National retail transactions faced challenges in the first half of the year driven by the combination of high debt costs and uncertainty surrounding monetary policy. Preliminary data suggests that retail transaction volume in the first half of 2024 was 36% lower compared to both the previous year and 2019, amounting to $16 billion, including single-assets and portfolios. The decline in transaction activity can be attributed to the Federal Reserve's implementation of a hawkish monetary policy, characterized by raising interest rates above 5% in 2023. This decision was driven by persistently high inflation, which further contributed to the slowdown in transaction activity since 2023.

However, there is growing confidence that the capital markets dislocation affecting retail transactions will stabilize in the second half of the year, leading to an uptick in investment activity. This heightened sentiment is rooted in recent developments such as the Federal Reserve signaling a potential rate cut in September, driven by lower-than-expected inflation in June. Additionally, there is a substantial amount of available capital for investment, with several funds closing this year, including Sterling’s notable fundraising of $600 million targeting grocery-anchored shopping centers and power centers in major markets. Furthermore, there is an impending surge in retail loan maturities, with over $70 billion reaching their maturity date in 2024 alone, which presents another catalyst for investment. Lastly, the higher cost of construction compared to the cost of acquiring retail properties creates an incentive for short-term investments, as the current discount to replacement cost remains favorable. Resultantly, we anticipate institutional capital and REITs to rotate back into retail to prioritize acquisitions in the latter part of the year. With bidder activity already ramping up significantly on a per deal basis with more deals launching, expect these tailwinds to boost retail investment in H2 2024.

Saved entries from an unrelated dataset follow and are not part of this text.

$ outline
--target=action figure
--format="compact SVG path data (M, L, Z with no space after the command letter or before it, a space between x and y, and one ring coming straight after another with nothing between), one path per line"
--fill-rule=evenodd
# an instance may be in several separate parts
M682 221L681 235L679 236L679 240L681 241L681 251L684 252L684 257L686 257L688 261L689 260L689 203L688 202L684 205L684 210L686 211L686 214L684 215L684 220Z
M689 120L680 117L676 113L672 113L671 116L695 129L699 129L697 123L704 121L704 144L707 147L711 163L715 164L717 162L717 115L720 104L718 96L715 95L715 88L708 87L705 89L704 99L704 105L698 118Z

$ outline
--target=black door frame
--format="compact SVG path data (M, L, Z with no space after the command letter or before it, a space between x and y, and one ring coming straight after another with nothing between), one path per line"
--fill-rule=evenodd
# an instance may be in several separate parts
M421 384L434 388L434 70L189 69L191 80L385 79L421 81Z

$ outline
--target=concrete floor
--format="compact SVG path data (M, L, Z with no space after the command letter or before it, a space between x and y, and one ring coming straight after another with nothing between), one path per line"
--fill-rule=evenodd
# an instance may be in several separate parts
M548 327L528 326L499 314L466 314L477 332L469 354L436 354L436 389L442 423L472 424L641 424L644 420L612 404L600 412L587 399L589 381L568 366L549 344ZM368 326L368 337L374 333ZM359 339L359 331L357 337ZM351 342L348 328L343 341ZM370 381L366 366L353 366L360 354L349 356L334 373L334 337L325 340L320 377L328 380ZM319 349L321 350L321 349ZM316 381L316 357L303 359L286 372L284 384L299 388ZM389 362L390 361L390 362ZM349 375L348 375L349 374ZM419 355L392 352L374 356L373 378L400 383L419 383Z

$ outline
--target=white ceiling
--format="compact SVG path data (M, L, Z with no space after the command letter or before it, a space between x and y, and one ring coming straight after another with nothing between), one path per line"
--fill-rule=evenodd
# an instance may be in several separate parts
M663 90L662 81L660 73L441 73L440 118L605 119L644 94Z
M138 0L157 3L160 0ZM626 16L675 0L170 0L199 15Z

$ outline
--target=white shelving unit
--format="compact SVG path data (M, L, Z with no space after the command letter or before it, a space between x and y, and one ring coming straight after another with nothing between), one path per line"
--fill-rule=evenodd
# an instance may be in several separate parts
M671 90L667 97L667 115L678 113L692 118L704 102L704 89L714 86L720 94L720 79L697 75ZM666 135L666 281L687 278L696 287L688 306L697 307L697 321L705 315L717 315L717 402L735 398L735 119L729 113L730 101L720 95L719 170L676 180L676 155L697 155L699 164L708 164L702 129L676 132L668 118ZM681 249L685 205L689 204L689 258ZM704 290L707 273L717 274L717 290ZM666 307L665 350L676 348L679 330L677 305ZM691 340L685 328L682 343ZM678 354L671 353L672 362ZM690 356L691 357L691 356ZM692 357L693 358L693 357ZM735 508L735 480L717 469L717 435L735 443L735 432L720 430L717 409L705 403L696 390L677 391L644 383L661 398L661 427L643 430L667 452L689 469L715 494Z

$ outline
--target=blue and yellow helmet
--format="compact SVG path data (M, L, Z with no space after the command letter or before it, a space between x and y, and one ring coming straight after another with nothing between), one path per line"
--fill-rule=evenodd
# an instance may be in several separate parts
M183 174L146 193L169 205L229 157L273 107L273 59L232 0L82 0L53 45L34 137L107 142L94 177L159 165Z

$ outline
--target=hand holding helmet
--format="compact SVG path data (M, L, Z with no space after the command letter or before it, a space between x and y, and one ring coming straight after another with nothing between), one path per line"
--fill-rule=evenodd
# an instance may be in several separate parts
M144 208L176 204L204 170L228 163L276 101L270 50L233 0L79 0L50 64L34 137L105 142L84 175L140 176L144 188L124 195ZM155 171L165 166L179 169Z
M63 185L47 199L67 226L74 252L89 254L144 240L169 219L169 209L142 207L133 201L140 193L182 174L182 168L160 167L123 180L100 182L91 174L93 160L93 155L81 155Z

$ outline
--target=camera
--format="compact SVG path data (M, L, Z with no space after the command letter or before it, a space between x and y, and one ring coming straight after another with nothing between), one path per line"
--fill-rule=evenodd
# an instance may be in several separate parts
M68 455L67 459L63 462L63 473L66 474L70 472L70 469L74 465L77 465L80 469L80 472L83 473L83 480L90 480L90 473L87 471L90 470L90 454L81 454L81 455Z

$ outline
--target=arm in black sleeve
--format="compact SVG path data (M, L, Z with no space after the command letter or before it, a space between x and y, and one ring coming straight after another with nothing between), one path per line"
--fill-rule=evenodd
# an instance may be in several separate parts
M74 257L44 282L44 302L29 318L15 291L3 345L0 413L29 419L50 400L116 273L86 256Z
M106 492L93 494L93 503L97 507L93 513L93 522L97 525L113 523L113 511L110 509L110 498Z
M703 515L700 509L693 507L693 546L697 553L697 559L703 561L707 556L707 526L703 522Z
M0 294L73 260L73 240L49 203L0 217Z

Retail’s growth in larger transactions to be sustained by increased CMBS/SASB activity

Heightened investor sentiment is further demonstrated by the notable rise in larger national retail transactions. In the first half of the year, the average deal size for single-asset and multi-tenant retail transactions increased by 12% compared to the previous year, reaching $16.2 million. This marks the highest average deal size for single-asset retail in the past eight years. The notable transactions that contributed to the higher average deal price include the sale of the urban high street 717 Fifth asset for $963 million and the Fair Oaks Mall for $265 million. These deals resulted in an almost a two-fold increase in the volume of transactions with deal sizes of $250 million and above compared to the previous year. The resurgence of activity in CMBS and SASB markets, with a notable increase of 180% year-over-year, is expected to underpin the continued momentum of larger transactions in the latter part of the year.